Background: Imatinib mesylate is a selective tyrosine-kinase inhibitor used in the treatment of multiple cancers, most notably chronic myelogenous leukemia. There is evidence that imatinib can induce cardiotoxicity in cancer patients. Our hypothesis is that imatinib alters calcium regulatory mechanisms and can contribute to development of pathological cardiac hypertrophy.

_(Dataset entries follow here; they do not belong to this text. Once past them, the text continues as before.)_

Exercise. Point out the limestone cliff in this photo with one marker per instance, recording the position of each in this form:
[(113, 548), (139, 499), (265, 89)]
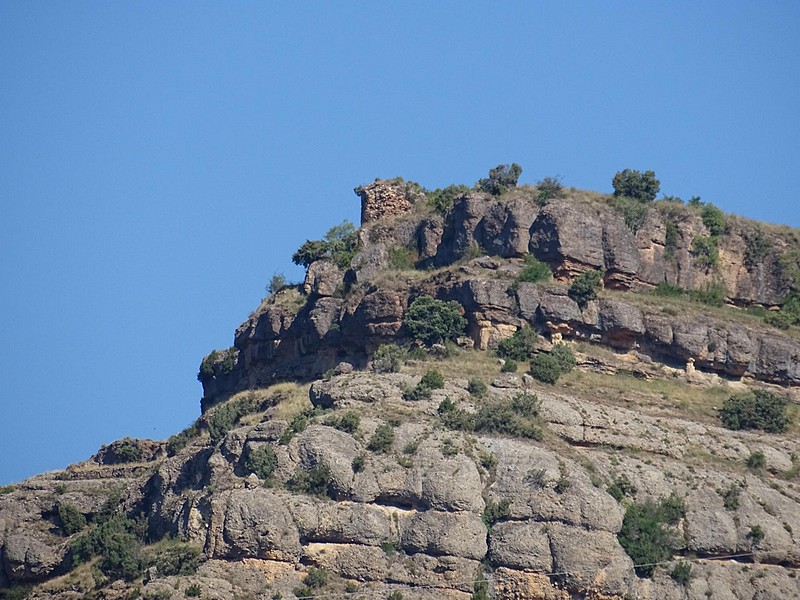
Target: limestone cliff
[(309, 474)]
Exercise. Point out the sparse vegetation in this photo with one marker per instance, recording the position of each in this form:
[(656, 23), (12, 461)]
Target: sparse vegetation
[(533, 271), (432, 379), (756, 461), (630, 183), (520, 346), (277, 283), (226, 416), (730, 496), (548, 189), (500, 180), (645, 535), (496, 511), (621, 488), (705, 251), (339, 244), (262, 461), (714, 220), (682, 573), (433, 321), (388, 358), (548, 367), (585, 287), (382, 440), (402, 258), (477, 388), (758, 409), (633, 211), (72, 520), (314, 481), (670, 239), (517, 416), (756, 534), (509, 366), (442, 199)]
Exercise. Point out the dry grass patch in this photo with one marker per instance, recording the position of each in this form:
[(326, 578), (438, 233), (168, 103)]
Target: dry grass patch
[(293, 399), (466, 364), (673, 397)]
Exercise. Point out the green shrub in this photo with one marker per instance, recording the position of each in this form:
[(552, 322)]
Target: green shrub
[(682, 573), (388, 358), (314, 481), (349, 423), (712, 293), (533, 271), (340, 245), (226, 416), (668, 290), (442, 199), (316, 578), (565, 357), (670, 239), (520, 346), (548, 189), (705, 251), (496, 511), (757, 409), (633, 211), (72, 520), (714, 220), (178, 442), (358, 464), (477, 388), (382, 440), (277, 283), (509, 366), (757, 248), (545, 368), (730, 497), (176, 559), (432, 379), (128, 451), (634, 184), (297, 425), (645, 537), (262, 461), (585, 287), (788, 315), (501, 179), (518, 416), (756, 534), (756, 461), (434, 321), (402, 258), (622, 487), (119, 550), (417, 393)]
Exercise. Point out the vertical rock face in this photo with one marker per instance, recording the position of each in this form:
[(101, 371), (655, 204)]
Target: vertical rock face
[(383, 198)]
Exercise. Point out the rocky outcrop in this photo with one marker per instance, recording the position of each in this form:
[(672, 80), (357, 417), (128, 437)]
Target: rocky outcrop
[(413, 518), (384, 198)]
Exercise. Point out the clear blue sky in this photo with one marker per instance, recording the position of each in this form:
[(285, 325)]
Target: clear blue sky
[(159, 161)]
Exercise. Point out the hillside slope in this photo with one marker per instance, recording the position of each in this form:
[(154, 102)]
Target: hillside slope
[(316, 470)]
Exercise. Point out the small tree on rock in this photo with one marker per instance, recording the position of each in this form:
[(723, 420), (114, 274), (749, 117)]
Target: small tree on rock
[(585, 287), (433, 321), (634, 184), (501, 179)]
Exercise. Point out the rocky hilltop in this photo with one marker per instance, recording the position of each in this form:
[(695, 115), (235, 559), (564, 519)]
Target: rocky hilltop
[(338, 455)]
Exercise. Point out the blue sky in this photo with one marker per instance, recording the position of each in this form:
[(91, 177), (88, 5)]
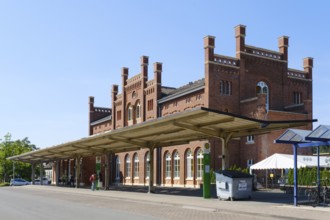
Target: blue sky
[(55, 54)]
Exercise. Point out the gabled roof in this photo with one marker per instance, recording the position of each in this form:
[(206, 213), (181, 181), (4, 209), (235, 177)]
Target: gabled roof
[(184, 90), (293, 136), (180, 128), (321, 133)]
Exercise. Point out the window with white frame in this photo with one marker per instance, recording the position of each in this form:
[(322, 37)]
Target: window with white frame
[(250, 139), (147, 165), (117, 168), (297, 98), (138, 110), (200, 164), (189, 164), (225, 88), (262, 88), (136, 165), (168, 165), (130, 112), (128, 166), (176, 165)]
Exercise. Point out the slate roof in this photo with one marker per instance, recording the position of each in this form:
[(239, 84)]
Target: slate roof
[(171, 93)]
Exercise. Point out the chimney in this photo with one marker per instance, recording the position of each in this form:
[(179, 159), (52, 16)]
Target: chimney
[(124, 76), (144, 67), (240, 38), (283, 44), (209, 45), (114, 110), (91, 114), (308, 67)]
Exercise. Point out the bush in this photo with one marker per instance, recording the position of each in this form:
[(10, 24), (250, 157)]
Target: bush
[(308, 176), (4, 184)]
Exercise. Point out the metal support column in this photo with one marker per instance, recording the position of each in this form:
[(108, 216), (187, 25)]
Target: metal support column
[(295, 176), (41, 173), (78, 171), (206, 173), (318, 171), (151, 177), (33, 173), (107, 171), (57, 172)]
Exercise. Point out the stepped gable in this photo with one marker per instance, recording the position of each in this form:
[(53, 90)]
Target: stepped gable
[(186, 88)]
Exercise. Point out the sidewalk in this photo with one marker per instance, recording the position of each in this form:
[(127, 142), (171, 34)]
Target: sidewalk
[(273, 204)]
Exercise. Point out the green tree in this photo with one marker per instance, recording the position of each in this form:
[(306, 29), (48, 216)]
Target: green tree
[(10, 148)]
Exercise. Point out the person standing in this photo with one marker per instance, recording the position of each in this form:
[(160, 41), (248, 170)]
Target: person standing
[(92, 179)]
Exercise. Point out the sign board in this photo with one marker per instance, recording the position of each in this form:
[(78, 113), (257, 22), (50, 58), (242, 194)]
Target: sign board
[(242, 185), (206, 149)]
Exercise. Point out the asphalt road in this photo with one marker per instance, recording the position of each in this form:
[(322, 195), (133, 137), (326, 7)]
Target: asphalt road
[(49, 202), (28, 204)]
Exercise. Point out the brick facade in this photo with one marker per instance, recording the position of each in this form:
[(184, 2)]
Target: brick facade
[(256, 83)]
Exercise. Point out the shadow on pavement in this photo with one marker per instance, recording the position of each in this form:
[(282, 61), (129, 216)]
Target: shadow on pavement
[(269, 196)]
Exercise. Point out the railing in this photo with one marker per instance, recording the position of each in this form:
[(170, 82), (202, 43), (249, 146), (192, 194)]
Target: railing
[(297, 73), (134, 78), (119, 96), (150, 83), (105, 110), (226, 60)]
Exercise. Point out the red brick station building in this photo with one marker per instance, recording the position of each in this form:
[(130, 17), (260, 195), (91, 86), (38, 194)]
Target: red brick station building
[(255, 83)]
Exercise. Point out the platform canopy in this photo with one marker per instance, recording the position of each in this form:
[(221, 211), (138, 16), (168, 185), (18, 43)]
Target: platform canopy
[(180, 128), (285, 161), (321, 133)]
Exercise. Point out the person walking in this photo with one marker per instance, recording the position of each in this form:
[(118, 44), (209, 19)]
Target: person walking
[(92, 179)]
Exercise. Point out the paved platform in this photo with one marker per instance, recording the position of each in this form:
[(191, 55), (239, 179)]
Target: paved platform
[(272, 204)]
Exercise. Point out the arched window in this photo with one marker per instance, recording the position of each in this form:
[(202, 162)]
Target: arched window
[(138, 110), (176, 165), (225, 87), (130, 113), (189, 164), (136, 165), (200, 164), (128, 166), (262, 88), (147, 162), (168, 165), (117, 167)]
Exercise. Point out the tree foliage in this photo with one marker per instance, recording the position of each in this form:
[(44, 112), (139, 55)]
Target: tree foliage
[(10, 148)]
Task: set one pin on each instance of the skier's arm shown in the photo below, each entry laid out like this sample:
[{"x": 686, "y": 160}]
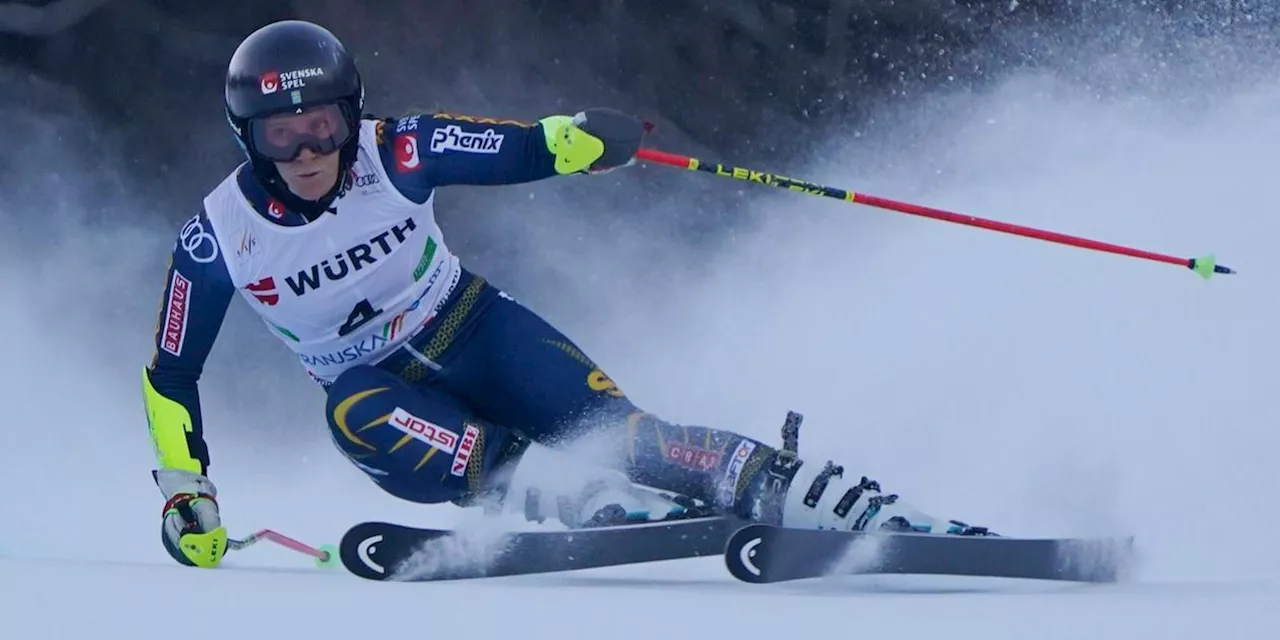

Methods And Results: Neonatal rat ventricular myocytes (NRVMs) were treated with clinical doses (low: 2 μM; high: 5 μM) of imatinib and assessed for molecular changes. Imatinib increased peak systolic Ca(2+) and Ca(2+) transient decay rates and Western analysis revealed significant increases in phosphorylation of phospholamban (Thr-17) and the ryanodine receptor (Ser-2814), signifying activation of calcium/calmodulin-dependent kinase II (CaMKII). Imatinib significantly increased NRVM volume as assessed by Coulter counter, myocyte surface area, and atrial natriuretic peptide abundance seen by Western. Imatinib induced cell death, but did not activate the classical apoptotic program as assessed by caspase-3 cleavage, indicating a necrotic mechanism of death in myocytes. We expressed AdNFATc3-green fluorescent protein in NRVMs and showed imatinib treatment significantly increased nuclear factor of activated T cells translocation that was inhibited by the calcineurin inhibitor FK506 or CaMKII inhibitors.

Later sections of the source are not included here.